Words

Encapsulate the year 2010 in one word. Explain why you’re choosing that word. Now, imagine it’s one year from today, what would you like the word to be that captures 2011 for you? – Gwen Bell, Reverb 10

I did actually pick a word for 2010 way back when 2009 was ending. That’s not the same as what this is asking I know, but it was something I was planning to do for 2011 as well and hadn’t figured it out yet (I will be sure to let you know when I do). I had decided then that my word for 2010 was to be fulfillment. In a way, it was a very apt selection. I helped myself achieve several dreams from my life list and had a wonderful time doing it. I learned so much. Interesting though, in that it was not the fulfillment I had originally had in mind and hoped to bring about when I thought it up for myself.

When I think back on 2010 to select a word for how it’s been, I go back and forth between a few, wondering if there is any one word that can describe this year. I would say it’s been a year of learning, but it’s been a bit more than that.
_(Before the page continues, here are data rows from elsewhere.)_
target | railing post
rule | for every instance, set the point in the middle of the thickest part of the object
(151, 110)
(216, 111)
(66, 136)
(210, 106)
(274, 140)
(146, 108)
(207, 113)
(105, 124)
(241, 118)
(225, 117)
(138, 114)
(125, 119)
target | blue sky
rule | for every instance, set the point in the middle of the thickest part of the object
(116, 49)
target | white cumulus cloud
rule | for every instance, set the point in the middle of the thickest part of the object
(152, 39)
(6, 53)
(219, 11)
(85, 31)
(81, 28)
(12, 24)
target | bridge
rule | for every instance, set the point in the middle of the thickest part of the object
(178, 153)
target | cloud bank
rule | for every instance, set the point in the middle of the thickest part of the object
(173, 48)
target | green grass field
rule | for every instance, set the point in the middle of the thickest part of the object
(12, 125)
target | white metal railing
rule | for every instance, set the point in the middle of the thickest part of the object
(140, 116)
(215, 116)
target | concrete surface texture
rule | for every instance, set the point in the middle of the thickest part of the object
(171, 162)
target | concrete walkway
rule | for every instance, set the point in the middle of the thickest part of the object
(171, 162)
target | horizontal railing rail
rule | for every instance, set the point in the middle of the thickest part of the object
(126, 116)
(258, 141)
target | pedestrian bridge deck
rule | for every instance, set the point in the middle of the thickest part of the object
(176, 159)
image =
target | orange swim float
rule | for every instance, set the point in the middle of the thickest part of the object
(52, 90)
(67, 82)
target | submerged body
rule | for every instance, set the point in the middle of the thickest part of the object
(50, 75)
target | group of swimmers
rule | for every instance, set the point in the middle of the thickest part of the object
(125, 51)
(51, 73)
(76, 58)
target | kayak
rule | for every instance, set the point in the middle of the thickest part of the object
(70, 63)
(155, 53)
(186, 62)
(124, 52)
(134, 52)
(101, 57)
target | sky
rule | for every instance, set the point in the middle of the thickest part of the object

So, I guess really it’s been a year of growth. Some of it was fun and easy, and some if it was the, “Eat your brussels sprouts because they’re good for you,” kind. Sometimes I’m still not sure what to make of it, really.

I know that I am grateful for this year. I don’t know that I’ve ever had quite this kind of push (as well as the time) to work on myself. Through travel, through learning opportunities, through reading, through talking to friends, new and old. It’s been an interesting year of discovery and reflection. Nothing has really turned out the way I thought it might, but it’s still good nonetheless. Hmmm… Maybe the word should be unexpected?

As for how I would like to be looking back on 2011 at this time next year… Is it cheesy to say happiness? Actually, I think satisfaction might be more apt. And not satisfaction as in the report card “satisfactory” versus “good” and “very good;” I mean satisfaction in the way that things are very, very good, and getting better as the days pass. That I am happy and fulfilled and energized. That I am inspired. Satisfaction in that things are going well and smoothly and my needs and wants are being met and that things are just, well… very, very good.